Pasal VI GATT 1994, Persetujuan Antidumping dan
subsidi memperkenankan pengenaan bea masuk anti-dumping dan bea masuk imbalan
hanya kepada perusahaan-perusahaan yang terbukti bersalah melakukan dumping dan
mendapatkan subsidi.
Pasal XIX GATT 1994 dan persetujuan Safeguard
memperkenankan suatu negara untuk mengenakan kuota atas suatu produk impor yang
mengalami lonjakan substansial yang merugikan industri dalam negeri.
5. Tindakan
safeguard untuk mengamankan balance of payment
6. Melarang masuknya suatu
produk yang terbukti mengandung penyakit berbahaya atau penyakit menular yang
membahayakan kesehatan manusia, hewan dan tumbuh-tumbuhan.
D.
Pelanggaran Terhadap Prinsip-prinsip WTO dan Penyelesaiannya
Indonesia
yang secara resmi bergabung dengan World Trade Organization dengan meratifikasi
konvensi WTO melalui Undang-Undang No.7 tahun 1994 secara hukum terikat kepada
ketentuan ketentuan General Agreements on Tariff and Trade (GATT) yang
diantaranya termasuk prinsip-prinsip :
a.
Prinsip
penghapusan hambatan kuantitatif (Non Tariff Barriers/Non Tariff Measures)
sesuai dengan Artikel XI,
paragraaf 1 GATT 1994. GATT pada prinsipnya hanya memperkenankan tindakan
proteksi terhadap industri domestic melalui tarif dan tidak melalui upaya upaya
perdagangan lainnya. Perlindungan melalui tariff ini menunjukkan dengan jelas mengenai
tingkat perlindungan yang diberikan dan masih dimungkinkan adanya kompetisi
yang sehat. Prinsip ini dilakukan untuk mencegah terjadinya proteksi
perdagangan yang bersifat non tarif karena dapat merusak tatanan perekonomian
dunia.
b.
Prinsip
“National Treatment” yang diatur dalam Artikel III,
paragraph 4 GATT 1994.
Menurut
prinsip ini, produk yang diimpor ke dalam suatu negara, harus diperlakukan sama
seperti halnya produk dalam negeri. Dengan prinsip National Treatment ini
dimaksudkan bahwa negara anggota WTO tidak boleh membeda-bedakan perlakuan
terhadap pelaku bisnis domestic dengan pelaku bisnis non domestic, terlebih
terhadap sesama anggota WTO. Prinsip ini berlaku luas, dan berlaku terhadap
semua macam pajak dan pungutan pungutan lainnya. Prinsip ini juga memberikan
suatu perlindungan terhadap proteksionisme sebagai akibat upaya-upaya atau
kebijakan administratif atau legislatif.
Dalam
GATT 1994 terdapat artikel yang melarang adanya peraturan-peraturan investasi
yang dapat menyebabkan terganggu dan terhambatnya kelancaran terlaksananya
perdagangan bebas antara Negara-negara di dunia sesuai dengan prinsip-prinsip
yang dianut WTO. Prinsip-Prinsip yang dianut WTO namun dilanggar oleh Indonesia
Yaitu :
a. Prinsip
National Treatment Artikel III, paragraph 4 GATT 1994.

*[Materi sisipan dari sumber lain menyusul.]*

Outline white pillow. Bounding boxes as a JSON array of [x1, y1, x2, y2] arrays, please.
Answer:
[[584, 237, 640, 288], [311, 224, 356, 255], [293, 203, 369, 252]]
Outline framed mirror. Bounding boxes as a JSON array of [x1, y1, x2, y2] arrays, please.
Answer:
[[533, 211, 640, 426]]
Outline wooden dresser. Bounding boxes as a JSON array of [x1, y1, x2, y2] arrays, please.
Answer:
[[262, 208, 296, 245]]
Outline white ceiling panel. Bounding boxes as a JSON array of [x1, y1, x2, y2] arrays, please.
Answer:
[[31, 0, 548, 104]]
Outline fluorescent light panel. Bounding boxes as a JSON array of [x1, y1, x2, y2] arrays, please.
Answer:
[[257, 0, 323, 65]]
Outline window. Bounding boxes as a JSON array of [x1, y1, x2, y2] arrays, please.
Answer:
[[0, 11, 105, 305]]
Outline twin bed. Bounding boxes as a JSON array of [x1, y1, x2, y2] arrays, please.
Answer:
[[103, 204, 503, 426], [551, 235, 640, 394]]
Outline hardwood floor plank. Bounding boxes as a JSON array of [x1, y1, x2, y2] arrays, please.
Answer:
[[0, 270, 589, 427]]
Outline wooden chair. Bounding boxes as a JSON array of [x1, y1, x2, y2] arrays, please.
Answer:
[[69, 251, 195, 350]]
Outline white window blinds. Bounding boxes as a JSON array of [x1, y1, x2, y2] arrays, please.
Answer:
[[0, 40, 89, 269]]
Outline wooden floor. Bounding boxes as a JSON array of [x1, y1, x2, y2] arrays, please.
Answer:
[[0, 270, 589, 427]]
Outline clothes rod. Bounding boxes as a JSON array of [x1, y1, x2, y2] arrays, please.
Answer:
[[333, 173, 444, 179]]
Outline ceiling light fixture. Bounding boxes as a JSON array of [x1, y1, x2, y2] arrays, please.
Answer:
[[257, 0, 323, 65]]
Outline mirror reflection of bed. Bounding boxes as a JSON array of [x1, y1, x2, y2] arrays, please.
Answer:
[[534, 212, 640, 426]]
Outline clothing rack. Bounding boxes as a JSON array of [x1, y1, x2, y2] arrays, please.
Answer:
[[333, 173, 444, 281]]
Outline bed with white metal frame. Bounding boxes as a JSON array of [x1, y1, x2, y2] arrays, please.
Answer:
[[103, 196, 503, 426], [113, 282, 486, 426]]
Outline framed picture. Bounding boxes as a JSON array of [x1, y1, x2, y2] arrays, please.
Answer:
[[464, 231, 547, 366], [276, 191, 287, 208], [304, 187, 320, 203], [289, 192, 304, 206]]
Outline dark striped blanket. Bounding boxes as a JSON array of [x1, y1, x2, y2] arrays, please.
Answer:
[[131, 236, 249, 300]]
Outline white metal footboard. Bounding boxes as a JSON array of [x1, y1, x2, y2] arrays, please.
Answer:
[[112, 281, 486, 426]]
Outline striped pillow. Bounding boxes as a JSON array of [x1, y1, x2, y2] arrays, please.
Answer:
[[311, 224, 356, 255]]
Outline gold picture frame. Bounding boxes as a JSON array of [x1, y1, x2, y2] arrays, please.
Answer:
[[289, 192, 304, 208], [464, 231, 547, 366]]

pada dasarnya adalah keharusan suatu Negara untuk memberikan perlakuan yang
sama terhadap semua investor asing, Kebijakan Mobil Nasional dianggap telah
Melanggar ketentuan ini karena pemberian fasilitas penghapusan bea masuk dan
penghapusan pajak barang mewah hanya diberlakukan pada PT. Timor Putra
Nasional.
b. Prinsip
Penghapusan hambatan kuantitatif, Artikel XI, paragraf 1 GATT 1994.
pemerintah Indonesia dinilai telah
melanggar ketentuan keharusan investor menggunakan bahan baku, bahan setengah
jadi, komponen dan suku cadang produksi dalam negeri dalam proses produksi
otomotif dalam negeri, yang dalam industri otomotif Indonesia, ketentuan ini
dikenal sebagai persyaratan kandungan lokal. Berdasarkan ketentuan GATT yang
diimplementasikan dalam aturan aturan Trade Related Investment Measures,
kebijakan persyaratan kandungan lokal merupakan salah satu kebjakan investasi
yang harus dihapus karena menghalangi perdagangan internasional, ketentuan
kandungan lokal sebenarnya merupakan suatu hambatan perdagangan non tariff yang
dalam GATT tidak dapat ditolerir.
Dalam
penyelesaian kasus mobil nasional, WTO memutuskan bahwa Indonesia telah
melanggar Prinsip-Prinsip GATT yaitu National Treatment dan menilai kebijakan
mobil nasional tersebut dinilai tidak sesuai dengan spirit perdagangan bebas
yang diusung WTO, oleh karena itu WTO menjatuhkan putusan kepada Indonesia
untuk menghilangkan subsidi serta segala kemudahan yang diberikan kepada PT.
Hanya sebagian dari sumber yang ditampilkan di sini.